The Elephant Vanishes is Murakami's first collection of stories. In colloquial, dead-pan prose that happily crosses Borges with the throwaway lines of a depressed comedian, Murakami writes with deadly skill of big-city displacement and the jolt that disrupts the clockwork lives of his drifters and dreamers. These are people who mow lawns, sell encyclopedias, do PR for 'kit-chin' appliances, their ambition long since dissipated in daily sameness. Then something pricks reality's thin veneer. A housewife finds she can't sleep and takes to re-reading Anna Karenina: 'After I gave up sleeping, it occurred to me what a simple thing reality is, how easy it is to make it work. It's just reality. Just housework.' But while her unseeing dentist husband continues to small-talk about dental equipment, she wonders why she married such a blob.

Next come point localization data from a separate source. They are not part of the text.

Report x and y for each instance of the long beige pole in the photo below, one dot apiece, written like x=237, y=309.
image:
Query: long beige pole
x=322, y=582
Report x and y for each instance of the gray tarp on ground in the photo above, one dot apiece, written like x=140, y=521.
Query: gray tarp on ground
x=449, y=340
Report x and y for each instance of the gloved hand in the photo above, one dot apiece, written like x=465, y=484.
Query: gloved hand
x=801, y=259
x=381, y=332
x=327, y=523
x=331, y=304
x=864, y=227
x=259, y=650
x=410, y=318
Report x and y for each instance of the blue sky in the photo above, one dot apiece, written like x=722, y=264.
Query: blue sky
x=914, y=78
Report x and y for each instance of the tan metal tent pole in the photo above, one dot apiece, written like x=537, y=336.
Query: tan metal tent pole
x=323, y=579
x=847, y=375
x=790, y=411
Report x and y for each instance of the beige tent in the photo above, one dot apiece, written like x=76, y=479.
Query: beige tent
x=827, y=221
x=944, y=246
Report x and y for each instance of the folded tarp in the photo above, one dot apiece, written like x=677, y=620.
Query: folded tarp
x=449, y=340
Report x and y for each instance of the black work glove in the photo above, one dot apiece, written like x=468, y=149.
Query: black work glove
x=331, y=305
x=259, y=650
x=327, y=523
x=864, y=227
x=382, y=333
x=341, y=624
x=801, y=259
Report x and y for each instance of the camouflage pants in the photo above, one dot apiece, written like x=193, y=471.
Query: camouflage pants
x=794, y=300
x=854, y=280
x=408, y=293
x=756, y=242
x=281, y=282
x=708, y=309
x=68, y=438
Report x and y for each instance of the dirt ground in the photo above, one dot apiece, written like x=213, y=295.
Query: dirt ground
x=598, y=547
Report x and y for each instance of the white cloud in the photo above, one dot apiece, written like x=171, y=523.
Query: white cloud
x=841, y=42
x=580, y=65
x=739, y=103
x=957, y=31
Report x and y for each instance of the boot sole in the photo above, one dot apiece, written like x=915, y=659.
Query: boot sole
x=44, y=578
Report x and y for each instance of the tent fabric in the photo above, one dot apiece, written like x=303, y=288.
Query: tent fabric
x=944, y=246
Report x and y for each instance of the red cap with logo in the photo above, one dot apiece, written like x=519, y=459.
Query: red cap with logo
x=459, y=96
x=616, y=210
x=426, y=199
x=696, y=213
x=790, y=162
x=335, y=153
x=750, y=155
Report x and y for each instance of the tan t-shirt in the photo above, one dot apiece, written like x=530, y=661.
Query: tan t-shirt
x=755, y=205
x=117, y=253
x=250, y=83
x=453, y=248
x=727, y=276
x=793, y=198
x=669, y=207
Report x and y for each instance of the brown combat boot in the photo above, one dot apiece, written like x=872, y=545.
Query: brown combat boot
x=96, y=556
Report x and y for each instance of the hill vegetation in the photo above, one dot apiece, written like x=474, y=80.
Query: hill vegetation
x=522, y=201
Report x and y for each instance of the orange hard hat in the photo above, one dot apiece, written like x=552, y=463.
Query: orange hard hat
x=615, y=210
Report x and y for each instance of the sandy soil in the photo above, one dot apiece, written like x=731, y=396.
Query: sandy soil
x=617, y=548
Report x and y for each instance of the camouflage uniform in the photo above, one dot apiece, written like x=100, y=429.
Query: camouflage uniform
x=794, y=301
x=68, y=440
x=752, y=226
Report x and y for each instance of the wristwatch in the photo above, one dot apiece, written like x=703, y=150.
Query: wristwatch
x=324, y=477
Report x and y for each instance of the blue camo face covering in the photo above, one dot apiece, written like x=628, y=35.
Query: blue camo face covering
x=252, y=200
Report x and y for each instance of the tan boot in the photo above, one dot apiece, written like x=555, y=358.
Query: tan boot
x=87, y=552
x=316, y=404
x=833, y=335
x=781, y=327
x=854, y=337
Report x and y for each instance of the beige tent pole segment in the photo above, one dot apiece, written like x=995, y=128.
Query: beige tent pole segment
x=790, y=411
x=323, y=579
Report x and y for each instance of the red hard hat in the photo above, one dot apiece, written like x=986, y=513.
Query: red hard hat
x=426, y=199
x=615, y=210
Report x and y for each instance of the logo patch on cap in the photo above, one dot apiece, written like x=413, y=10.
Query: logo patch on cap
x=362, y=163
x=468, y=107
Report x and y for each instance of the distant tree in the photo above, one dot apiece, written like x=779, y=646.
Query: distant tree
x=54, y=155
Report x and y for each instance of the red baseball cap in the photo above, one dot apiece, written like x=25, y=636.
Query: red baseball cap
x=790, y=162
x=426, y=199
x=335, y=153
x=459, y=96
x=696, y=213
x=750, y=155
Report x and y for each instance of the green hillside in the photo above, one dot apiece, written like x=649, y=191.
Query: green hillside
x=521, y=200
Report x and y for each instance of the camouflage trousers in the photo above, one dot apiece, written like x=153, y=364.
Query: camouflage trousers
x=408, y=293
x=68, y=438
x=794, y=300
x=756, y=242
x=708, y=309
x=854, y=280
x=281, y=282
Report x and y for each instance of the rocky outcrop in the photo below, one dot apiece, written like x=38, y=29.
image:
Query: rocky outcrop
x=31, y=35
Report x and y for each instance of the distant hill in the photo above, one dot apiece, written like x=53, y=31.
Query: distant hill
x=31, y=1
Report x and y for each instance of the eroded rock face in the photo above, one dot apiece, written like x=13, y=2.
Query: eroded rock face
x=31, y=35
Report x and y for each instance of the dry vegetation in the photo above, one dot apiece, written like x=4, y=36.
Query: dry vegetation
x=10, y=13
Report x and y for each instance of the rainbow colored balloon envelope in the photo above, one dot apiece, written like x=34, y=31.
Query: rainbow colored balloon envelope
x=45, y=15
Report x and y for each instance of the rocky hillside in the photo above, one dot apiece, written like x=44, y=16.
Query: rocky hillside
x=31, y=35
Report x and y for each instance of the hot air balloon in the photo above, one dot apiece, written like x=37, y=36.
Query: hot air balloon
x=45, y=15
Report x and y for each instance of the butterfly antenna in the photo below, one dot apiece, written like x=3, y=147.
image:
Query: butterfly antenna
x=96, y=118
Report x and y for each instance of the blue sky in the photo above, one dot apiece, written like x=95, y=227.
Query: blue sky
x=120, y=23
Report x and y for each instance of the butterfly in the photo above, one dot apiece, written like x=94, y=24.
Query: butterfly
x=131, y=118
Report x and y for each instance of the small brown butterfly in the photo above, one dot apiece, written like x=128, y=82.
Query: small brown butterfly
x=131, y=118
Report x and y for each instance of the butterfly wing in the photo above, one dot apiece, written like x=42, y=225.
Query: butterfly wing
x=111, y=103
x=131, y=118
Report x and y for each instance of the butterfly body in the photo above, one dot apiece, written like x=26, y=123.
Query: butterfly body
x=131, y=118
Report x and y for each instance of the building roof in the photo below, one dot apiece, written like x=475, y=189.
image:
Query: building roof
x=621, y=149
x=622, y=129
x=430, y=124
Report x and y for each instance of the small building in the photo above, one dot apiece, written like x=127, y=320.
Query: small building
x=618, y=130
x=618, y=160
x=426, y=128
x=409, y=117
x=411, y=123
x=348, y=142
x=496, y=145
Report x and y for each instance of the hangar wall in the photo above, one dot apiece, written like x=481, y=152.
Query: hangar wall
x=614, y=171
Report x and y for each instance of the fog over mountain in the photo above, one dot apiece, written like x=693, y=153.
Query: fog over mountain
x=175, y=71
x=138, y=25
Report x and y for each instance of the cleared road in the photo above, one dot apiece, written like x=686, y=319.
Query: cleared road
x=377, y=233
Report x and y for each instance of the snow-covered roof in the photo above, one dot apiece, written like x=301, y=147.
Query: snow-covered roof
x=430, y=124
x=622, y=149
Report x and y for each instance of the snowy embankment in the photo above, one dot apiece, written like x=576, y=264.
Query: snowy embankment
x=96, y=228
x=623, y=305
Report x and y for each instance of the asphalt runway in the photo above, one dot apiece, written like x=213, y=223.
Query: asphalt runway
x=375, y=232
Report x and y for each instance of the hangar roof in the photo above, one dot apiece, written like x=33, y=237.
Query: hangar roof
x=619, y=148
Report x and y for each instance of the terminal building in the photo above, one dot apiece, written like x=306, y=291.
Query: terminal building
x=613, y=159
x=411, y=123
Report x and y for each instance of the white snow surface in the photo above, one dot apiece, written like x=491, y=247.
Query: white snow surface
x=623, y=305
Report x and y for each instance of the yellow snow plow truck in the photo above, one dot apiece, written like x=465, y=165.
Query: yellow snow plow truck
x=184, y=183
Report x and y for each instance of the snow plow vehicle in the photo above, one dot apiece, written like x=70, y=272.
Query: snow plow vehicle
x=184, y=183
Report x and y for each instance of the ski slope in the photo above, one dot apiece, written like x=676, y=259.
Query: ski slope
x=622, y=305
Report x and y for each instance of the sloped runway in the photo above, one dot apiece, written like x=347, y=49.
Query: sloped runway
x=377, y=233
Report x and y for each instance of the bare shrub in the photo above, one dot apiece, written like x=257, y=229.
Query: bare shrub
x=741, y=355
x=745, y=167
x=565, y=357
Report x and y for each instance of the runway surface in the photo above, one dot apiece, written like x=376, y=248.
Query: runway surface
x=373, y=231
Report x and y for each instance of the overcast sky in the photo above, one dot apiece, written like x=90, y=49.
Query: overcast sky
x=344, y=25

In 'Kangaroo Communique', a complaints clerk in a department store responds to a letter from a girl who bought Mahler when she really wanted Brahms. Locked inside the clerk's head, we follow the bounds of his fractured logic from kangaroos to a nonsensical theory about the Nobility of Imperfection to his desire to exist simultaneously in two places at once. 'Got it? Not three, not four, only two.'

Most collections of short stories work by the interplay of different voices. This one offers the more satisfying rewards of a novel: unity of tone (despite shifting narrators) and a richness of recurring detail that creates its own texture: spaghetti, lawns, hamburgers, beer-drinking, kid sisters, Sunday afternoons, a man's name (almost the only name) that appears variously as a lost cat, a sister's boring fiance, and the elephant-keeper of the title story who inexplicably vanishes one night with his charge, an ageing elephant that had become the town's mascot and was fed on leftover school dinners.

The best stories end with a sharp tug into the unknown. In 'A Slow Boat to China', the narrator recalls three slight encounters with the Chinese that provoke eddies of disquiet: the Chinese adjudicator of an elementary school test; a girl he sends the wrong way round the subway system whose telephone number he accidentally throws away; a Chinese classmate he can barely remember who accosts him in a cafe. Plagued by vague regret for missed opportunities in a world of infinite possibilities, the narrator travels the subways inventing his own vision of China which will one day fall like ash over the Tokyo streets:

We try to scoop it all up in our hands, and what we get is a handful of zero. That's the city. That's when I remember what the Chinese girl said.